As RealityChek regulars know, for many months following the metals tariffs’ imposition, these sectors had actually been outperforming not only the rest of manufacturing but the rest of the private sector economy on several fronts. (See, e.g., here and here.)

But the August jobs report makes clear that those days are over, at least for now. Below, as usual, are the figures for these main metals-using sectors since April, 2018 (the first full month in which the metals tariffs were in effect), along with the hiring statistics for two control groups: manufacturing overall, and the private sector overall.

                                                        Old thru July      New thru July      Thru August

entire private sector:                      +2.13 percent     +2.22 percent      +2.30 percent

overall manufacturing:                  +1.69 percent     +1.71 percent      +1.73 percent

durable goods:                               +2.10 percent     +2.10 percent      +2.10 percent

fabricated metals products:            +1.71 percent    +1.69 percent      +1.58 percent

non-electrical machinery:              +2.73 percent    +2.34 percent      +2.19 percent

automotive vehicles & parts:         +0.33 percent    -0.01 percent           0 percent

household appliances*:                   not available    -7.57 percent         not available

aerospace products & parts*:          not available   +8.36 percent         not available

*data are one month behind

As these figures demonstrate, except for aerospace (and oddly, because of Boeing’s safety troubles and their impact on this giant manufacturer’s sales and orders), all of the metals-using sectors are now under-performing the rest of industry and the private sector when it comes to net new job creation. And all except aerospace have displayed weaker relative momentum. (Don’t forget that the appliances totals have been affected not only by the metals tariffs, but by a separate set of product-specific tariffs levied on large household laundry equipment the month before.) 

The policy questions raised are whether these results mean either that Trump should rethink his decision to confront China’s economic and technological predation, or whether he should change tactics. My own answer is “No” in each case, since the stakes of countering China are so great, the losses are still small, and since the economy, manufacturing generally, and the metals-using industries could easily be revived – and strongly – with a big domestic infrastructure building and repair program. But the August jobs report does further undercut the President’s claim that “Trade wars are good, and easy to win.”
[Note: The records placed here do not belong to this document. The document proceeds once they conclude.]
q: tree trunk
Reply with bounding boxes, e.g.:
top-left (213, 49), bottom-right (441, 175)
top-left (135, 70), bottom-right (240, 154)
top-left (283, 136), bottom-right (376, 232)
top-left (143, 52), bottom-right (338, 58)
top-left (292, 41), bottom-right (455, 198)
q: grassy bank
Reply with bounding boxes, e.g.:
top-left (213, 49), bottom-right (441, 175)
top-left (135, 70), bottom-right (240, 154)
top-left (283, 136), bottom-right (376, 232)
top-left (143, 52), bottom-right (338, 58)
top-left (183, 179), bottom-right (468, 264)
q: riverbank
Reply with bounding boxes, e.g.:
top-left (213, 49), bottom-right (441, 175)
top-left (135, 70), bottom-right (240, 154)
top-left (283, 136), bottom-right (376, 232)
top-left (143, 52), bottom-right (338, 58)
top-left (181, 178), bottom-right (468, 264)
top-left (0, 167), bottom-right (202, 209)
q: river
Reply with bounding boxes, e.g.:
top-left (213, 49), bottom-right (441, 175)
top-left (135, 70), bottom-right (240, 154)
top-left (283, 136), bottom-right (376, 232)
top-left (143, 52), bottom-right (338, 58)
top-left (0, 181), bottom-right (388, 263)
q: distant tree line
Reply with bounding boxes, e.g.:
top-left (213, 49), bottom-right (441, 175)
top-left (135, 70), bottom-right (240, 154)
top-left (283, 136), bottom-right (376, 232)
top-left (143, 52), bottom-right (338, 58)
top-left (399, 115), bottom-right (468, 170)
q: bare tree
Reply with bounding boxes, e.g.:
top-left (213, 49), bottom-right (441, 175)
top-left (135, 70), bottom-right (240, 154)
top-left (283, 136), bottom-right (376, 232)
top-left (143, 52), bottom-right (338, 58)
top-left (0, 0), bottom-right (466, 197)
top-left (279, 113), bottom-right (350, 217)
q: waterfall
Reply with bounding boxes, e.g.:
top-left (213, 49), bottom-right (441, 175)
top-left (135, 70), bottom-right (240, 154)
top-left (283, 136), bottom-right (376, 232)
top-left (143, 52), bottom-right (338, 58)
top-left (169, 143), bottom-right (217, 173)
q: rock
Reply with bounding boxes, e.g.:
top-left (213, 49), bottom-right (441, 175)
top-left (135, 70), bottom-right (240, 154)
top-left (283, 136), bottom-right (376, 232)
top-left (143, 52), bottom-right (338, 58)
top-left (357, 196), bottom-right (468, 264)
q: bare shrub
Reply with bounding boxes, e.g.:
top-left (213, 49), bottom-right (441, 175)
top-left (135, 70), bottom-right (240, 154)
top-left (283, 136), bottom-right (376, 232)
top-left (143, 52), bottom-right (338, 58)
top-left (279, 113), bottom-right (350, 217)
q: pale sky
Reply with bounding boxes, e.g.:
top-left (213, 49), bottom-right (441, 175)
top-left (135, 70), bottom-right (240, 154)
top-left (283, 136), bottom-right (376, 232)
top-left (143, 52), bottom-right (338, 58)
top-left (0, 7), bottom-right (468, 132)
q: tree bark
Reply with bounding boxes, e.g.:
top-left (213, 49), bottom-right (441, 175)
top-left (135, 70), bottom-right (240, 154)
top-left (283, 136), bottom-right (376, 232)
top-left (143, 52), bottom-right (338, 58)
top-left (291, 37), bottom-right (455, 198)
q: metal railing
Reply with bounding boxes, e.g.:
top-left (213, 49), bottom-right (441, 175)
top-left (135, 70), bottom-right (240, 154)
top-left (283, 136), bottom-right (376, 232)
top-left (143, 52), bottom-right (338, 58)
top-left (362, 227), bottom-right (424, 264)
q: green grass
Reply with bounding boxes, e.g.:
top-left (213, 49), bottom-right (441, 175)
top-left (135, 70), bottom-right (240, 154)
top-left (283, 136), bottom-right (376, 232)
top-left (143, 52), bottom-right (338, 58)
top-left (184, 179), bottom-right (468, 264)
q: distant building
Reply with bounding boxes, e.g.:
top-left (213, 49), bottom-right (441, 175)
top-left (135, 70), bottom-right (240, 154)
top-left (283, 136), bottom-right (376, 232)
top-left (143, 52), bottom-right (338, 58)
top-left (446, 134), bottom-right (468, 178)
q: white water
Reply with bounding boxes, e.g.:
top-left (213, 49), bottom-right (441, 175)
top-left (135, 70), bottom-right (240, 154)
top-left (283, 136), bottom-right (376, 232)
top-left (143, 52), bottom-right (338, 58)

Meanwhile, the actual August manufacturing numbers and the revisions are worth examining. August’s 3,000 net monthly gain in manufacturing payrolls was the worst such improvement since May’s 2,000. And the revisions for July were nothing less than stunning: An initially reported 16,000 jobs sequential increase has been downgraded to 4,000 (a result that’s still preliminary). June’s downgrade was smaller – from a 12,000 advance to 10,000. But the initial estimate was 17,000, so the trend looks comparably bad.

Moreover, if the new (preliminary) August figure holds, it would produce the worst year-on-year manufacturing jobs performance (up 138,000) since September, 2017 (123,000). Last August’s year-on-year manufacturing employment advance, moreover, was nearly twice as strong – 256,000.

That July revision was so big that it could justify some hope that subsequent reevaluations will generate significantly upside surprises. President Trump, moreover, can still brag that manufacturing job creation during his first thirty months in office (up 467,00, or 3.77 percent since February, 2017) has considerably exceeded that of former President Obama’s final thirty months (up 179,000, or 1.47 percent). But hopes are just that. And many more months like the last few, and the Trump manufacturing jobs record will start looking awfully similar to that of his predecessor – both economically and politically.